When I talked to my family last night, my dad commented that I should update the blog; he wanted to see his girls. My response was somewhat sarcastic: "Yeah, I'll do that in my spare time." Who knew that I'd have spare time today, the day the movers came. It turns out when you hire movers to move you, you don't have to do anything but watch them and occasionally answer a question. So Aaron & I have been staring at each other, taking turns holding Lauren, and twiddling our thumbs. We should have left out the cribbage board for entertainment!

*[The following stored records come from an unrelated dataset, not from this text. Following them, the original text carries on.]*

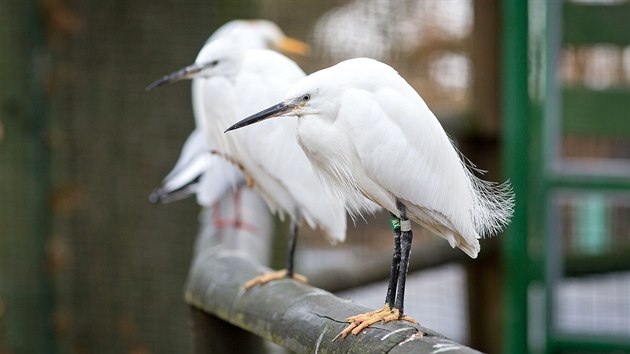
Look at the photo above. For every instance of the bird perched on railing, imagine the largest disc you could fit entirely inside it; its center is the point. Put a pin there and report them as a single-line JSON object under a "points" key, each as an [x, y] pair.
{"points": [[231, 81], [197, 171], [368, 134]]}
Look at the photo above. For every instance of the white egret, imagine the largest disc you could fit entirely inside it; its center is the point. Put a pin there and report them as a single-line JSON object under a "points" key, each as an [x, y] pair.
{"points": [[368, 133], [234, 82], [197, 171]]}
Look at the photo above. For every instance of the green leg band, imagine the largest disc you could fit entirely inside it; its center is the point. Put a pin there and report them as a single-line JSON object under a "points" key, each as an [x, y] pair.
{"points": [[395, 222]]}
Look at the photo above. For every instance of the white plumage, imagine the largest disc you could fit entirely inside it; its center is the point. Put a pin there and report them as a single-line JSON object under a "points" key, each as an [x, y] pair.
{"points": [[369, 134], [372, 139], [247, 81], [197, 171]]}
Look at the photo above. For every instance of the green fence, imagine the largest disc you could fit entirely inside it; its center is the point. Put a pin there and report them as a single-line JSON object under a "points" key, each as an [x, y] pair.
{"points": [[567, 138]]}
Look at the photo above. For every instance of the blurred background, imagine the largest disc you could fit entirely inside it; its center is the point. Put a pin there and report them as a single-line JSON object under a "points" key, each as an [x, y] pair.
{"points": [[535, 91]]}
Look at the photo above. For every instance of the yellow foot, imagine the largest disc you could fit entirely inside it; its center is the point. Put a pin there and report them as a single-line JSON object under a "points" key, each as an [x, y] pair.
{"points": [[271, 276], [364, 320]]}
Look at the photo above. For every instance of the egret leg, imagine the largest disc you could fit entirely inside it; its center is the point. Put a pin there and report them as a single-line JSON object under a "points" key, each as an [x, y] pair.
{"points": [[406, 238], [394, 300], [292, 245], [393, 274], [281, 274]]}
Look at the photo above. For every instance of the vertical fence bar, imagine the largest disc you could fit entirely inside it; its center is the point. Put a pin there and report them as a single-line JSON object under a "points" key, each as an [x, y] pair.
{"points": [[515, 139]]}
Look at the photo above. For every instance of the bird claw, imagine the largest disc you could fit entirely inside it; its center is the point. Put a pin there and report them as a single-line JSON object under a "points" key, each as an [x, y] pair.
{"points": [[360, 322], [271, 276]]}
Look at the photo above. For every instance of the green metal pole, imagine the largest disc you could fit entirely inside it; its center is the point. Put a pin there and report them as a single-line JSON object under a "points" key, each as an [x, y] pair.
{"points": [[515, 109], [25, 285]]}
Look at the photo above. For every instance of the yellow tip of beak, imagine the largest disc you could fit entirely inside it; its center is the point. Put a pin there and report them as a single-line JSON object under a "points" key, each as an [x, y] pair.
{"points": [[290, 45]]}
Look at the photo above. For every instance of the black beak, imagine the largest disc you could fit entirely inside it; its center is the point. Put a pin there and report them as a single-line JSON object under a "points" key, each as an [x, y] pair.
{"points": [[181, 74], [273, 111]]}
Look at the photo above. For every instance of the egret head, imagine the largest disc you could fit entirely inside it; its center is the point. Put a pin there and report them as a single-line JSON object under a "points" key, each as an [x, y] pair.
{"points": [[261, 34], [312, 96], [221, 57]]}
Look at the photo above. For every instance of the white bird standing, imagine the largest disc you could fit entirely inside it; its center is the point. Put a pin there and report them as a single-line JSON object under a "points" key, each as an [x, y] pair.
{"points": [[197, 171], [368, 134], [236, 81]]}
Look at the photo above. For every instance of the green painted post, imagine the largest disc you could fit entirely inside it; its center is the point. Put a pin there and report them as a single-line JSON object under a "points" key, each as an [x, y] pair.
{"points": [[25, 287], [515, 109]]}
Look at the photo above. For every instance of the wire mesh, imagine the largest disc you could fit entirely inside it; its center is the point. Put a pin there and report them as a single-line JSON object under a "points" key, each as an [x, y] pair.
{"points": [[117, 263], [593, 232]]}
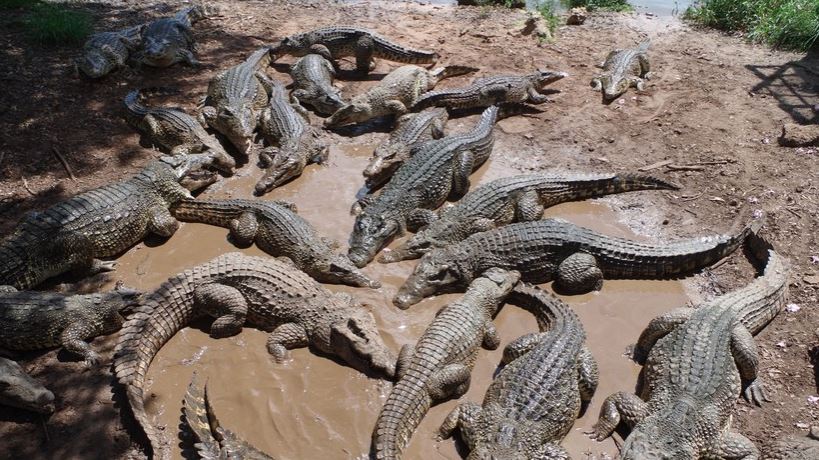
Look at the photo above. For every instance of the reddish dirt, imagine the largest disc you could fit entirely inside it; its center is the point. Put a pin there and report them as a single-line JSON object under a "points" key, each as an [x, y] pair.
{"points": [[709, 121]]}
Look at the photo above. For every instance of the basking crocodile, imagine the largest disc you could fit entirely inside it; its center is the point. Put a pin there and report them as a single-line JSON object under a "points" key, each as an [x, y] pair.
{"points": [[215, 442], [622, 69], [493, 90], [236, 98], [576, 258], [438, 169], [34, 320], [176, 132], [287, 125], [280, 232], [335, 42], [167, 41], [237, 289], [411, 129], [313, 84], [18, 389], [695, 363], [439, 365], [515, 199], [104, 222], [534, 400], [394, 95]]}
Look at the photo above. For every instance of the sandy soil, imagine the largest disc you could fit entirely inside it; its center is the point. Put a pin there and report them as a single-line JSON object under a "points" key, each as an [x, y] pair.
{"points": [[708, 121]]}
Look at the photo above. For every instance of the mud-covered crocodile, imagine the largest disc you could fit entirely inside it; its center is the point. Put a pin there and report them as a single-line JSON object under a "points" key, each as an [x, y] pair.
{"points": [[396, 94], [411, 129], [34, 320], [621, 70], [335, 42], [279, 231], [74, 234], [696, 363], [576, 258], [440, 364], [533, 402], [286, 125], [176, 132], [236, 289], [493, 90], [515, 199]]}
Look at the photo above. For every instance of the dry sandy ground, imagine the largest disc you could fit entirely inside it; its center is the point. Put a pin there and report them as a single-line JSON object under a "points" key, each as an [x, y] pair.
{"points": [[708, 121]]}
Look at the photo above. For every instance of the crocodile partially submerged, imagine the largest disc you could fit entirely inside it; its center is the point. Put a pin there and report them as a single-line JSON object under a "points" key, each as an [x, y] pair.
{"points": [[279, 231], [534, 400], [438, 169], [696, 363], [576, 258], [34, 320], [515, 199], [287, 126], [335, 42], [623, 69], [236, 289], [74, 234], [411, 129], [493, 90], [439, 366], [396, 94]]}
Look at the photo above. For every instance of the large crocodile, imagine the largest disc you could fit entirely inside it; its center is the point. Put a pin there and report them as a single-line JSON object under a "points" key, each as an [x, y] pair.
{"points": [[394, 95], [411, 129], [534, 400], [73, 234], [176, 132], [438, 169], [280, 232], [335, 42], [236, 98], [440, 364], [236, 289], [515, 199], [696, 361], [493, 90], [576, 258], [34, 320], [313, 84], [621, 70], [287, 125]]}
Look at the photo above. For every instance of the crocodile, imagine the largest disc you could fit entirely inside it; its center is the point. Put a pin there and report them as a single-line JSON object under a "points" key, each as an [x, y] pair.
{"points": [[104, 52], [18, 389], [167, 41], [493, 90], [176, 132], [280, 232], [335, 42], [438, 367], [34, 320], [313, 84], [438, 169], [515, 199], [215, 442], [236, 98], [411, 129], [696, 362], [394, 95], [234, 288], [534, 400], [74, 234], [621, 70], [576, 258], [287, 125]]}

In many ways today is super exciting, but at the same time it's a little sad. Since I moved into this house four years ago, I've complained about it probably nearly every day: "I wish it had this" or "I wish it didn't have this" or "I hate this", you get the idea. But now when we're leaving, I'm thinking how great this house has been for us and how in some ways I'm going to miss it. Aaron commented the other day how he's lived here for 1/3 of his life, and while I'm not even close to that, this is the house where I've lived the longest since I moved out of my parents' house. But I know it's not the amount of time we've spent here but the quality of the time that was spent here.

For Aaron, this was the first home he bought. And he lived here with a few different friends. They played a lot of games of poker, had lots of bonfires, and probably drank a few beers. For me, it's the house in which I feel in love. And for both of us, it's the house in which we started our family. Neither of the girls will ever really remember living in this house, they'll see it in pictures and we may drive by it on trips home to Minnesota, but to them it will never mean anything, not nearly as much as it means to us.

We hope and pray that this house is as good to the next couple that moves into it and that it becomes their home the way it has become ours. We're also hoping that nothing falls apart or breaks in the next few months as the new family settles in (it is an older home you know!).

As we say good bye to the house, we also say goodbye to many friends here in Minnesota. We have such amazing friends here, and we're going to miss each of them dearly. It's amazing how close I feel to some of these very special people and how they've become my extended family. As we move to Michigan, I think I'm going to have a hard time answering the question "Where are you from?" While I'll always be from Pennsylvania, Minnesota has become my home over the past six years. So I think I'll have to include both of them in my response (if I want to confuse them, I may even say "Indiana, Pennsylvania and Minnesota" - he he!). So this may be our last post for a few weeks until we get settled in our new house and begin to make it our home. The next post will be written to you from Grand Rapids, Michigan!

1 comment:

The Hopeful Elephant said...

I hope you are having safe travels and that all is well as you start the next part of your life journey!

You're always close in thought and prayer. You really are.